The Colorado Buffaloes veteran is an underrated talent.

NCAA Basketball: Colorado at Arizona Casey Sapio-USA TODAY Sports

Four Colorado Buffaloes have been drafted in the Tad Boyle. On Thursday night, George King could be the fifth. If he hears his name, it would likely be in the late second round to a team in need of an NBA-ready wing.

At 24 years of age, King will almost certainly be the oldest player if he’s selected. His age may be unappealing to NBA teams that draft for potential growth, but that would undermine everything King has done in his five seasons at Colorado.

King came to the Buffaloes in 2013 in a recruiting class that featured Jaron Hopkins, Tre’Shaun Fletcher and Dustin Thomas. (2013 was a long time ago.) He played sporadically in his first season, but he was the most raw of the freshmen, so he made the decision to redshirt the following year to focus on the growth of his game. That paid off wonderfully. Within that year he packed on muscle, rehauled his jumpshot and cleaned up his handle. At the start of that next season, he filled in for an injured Xavier Johnson and was an essential piece of the rotation for the rest of his career.

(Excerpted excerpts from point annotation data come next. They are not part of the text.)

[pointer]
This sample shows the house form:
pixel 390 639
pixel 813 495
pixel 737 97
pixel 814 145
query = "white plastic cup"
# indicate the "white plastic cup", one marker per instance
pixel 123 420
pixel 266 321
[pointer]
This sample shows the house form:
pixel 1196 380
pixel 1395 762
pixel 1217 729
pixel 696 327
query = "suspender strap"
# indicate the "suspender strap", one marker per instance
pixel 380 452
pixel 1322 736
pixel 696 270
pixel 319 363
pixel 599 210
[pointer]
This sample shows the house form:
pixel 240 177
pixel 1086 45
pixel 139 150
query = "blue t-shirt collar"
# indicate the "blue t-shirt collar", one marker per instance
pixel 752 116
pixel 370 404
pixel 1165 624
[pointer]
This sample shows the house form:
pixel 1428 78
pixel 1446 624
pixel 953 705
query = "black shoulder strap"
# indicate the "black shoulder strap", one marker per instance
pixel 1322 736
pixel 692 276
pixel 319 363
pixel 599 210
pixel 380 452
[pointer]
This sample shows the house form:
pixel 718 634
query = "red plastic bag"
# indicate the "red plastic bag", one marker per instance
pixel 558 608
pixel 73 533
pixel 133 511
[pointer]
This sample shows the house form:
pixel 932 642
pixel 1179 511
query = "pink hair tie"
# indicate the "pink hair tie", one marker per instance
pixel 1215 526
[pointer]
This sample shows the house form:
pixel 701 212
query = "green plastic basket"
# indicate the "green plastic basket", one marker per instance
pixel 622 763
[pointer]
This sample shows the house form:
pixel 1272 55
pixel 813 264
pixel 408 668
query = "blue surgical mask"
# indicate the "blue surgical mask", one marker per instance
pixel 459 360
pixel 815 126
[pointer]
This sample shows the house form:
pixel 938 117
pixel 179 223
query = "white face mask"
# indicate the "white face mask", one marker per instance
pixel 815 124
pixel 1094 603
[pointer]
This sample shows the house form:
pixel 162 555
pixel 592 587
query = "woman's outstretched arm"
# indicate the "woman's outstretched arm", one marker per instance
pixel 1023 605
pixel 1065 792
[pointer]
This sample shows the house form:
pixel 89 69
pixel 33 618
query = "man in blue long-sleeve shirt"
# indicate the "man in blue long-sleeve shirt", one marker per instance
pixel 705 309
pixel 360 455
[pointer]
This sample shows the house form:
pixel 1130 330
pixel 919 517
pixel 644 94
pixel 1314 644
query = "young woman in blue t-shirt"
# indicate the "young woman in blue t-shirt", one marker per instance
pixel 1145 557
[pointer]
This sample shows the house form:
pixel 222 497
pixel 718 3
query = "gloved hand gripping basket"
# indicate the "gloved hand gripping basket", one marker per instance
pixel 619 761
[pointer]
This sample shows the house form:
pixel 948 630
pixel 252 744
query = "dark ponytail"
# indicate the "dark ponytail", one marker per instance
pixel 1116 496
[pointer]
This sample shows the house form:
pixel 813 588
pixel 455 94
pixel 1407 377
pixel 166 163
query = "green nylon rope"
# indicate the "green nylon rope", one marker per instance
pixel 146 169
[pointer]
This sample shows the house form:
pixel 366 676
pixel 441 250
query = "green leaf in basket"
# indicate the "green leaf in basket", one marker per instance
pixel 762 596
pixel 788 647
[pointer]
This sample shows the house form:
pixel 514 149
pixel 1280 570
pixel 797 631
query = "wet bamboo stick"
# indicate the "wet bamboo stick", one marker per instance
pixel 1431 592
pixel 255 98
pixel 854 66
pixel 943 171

In his sophomore season, King first showed off why he could hear his name on draft night. As a complimentary player to Josh Scott, King was a marksman first and a shot creator second. He’s not particularly large for a wing — he’s maybe 6’6 with shoes on — but he has long arms and a quick jumper that he releases above his head. King was a dangerous shooter when open, and he never seems bothered by a defender contesting his shot. En route to winning Pac-12 Most Improved Player that year, he averaged 13.6 points on 46% three-point shooting. That shooting was his calling card in college, and it will definitely be what will get him to the NBA.

The following year, King struggled quite a bit. He was demoted into a lesser offensive role once Johnson returned and Derrick White was eligible to play. For a streaky shooter like him, he battled inconsistency, especially when he wasn’t really getting the ball. Even in a lost season of sorts, King did still shoot a respectable 38% from deep, and more importantly, he started to scratch the surface of his defense and rebounding.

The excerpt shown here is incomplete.